I wanted to narrow it down to a few blue babies and...bye-bye the rest.

but I'm unsure how to do that. I have such a soft spot for mystery snails. And they're SO CUTE.

but I was trying to get a good carpet going. I have some dwarf sagitarria in there that was really getting a hold on and growing, but now they seem to be eating on that?
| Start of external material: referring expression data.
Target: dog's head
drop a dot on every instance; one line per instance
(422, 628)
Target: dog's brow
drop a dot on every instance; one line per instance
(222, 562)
I"m unsure if they were eating on live leaves or the dead/dying leaves, because my co2 system clogged up and I had too much light going on, and I think they were yellowing a bit from that anyway. 

My plants are starting to look bad in there. there is starting to be more algae growing because i"m sure the nitrates are starting to go higher.

there are SO MANY in there that, usually when I put things in for the snails to eat, eventually I have to remove the leftover, but I haven't had to remove any leftovers lately because they totally finish everything off till it's GONE. entire giant leaves of lettuce. whole cubes of snail jello.

What's the most humane way I can take care of this issue? :-?

I have another 29 gallon tank with black skirt tetras, guppies and kuhlis and a couple tiny snails, so i have room for a couple more snails, but not 100. 

she laid another batch last night. :shock: I have since been religiously scraping her egg batches off. we have quite enough of that, thankyou.


----------



## kevinap2 (Apr 3, 2014)

As far as I know, there really isn't a humane way to kill a snail. They're pretty tolerant of all sorts of water conditions. You just go crunch and call it a day.


----------



## SplashyBetta (Jul 28, 2014)

I have a soft spot for snails, too. Luckily I dont have to worry about the pond snails overpopulating in the six gallon as the fish LOVE snacking on them! 
I'd happily take your snails


----------



## BettaBoy51 (Nov 13, 2013)

same here if you have any i will take them


----------



## aselvarial (Feb 21, 2014)

Sell them. That's what I did when one of mine started hiding her egg batches and a few hatched. 300 mystery snails later.... though shipping them in the winter would be a PAIN!


----------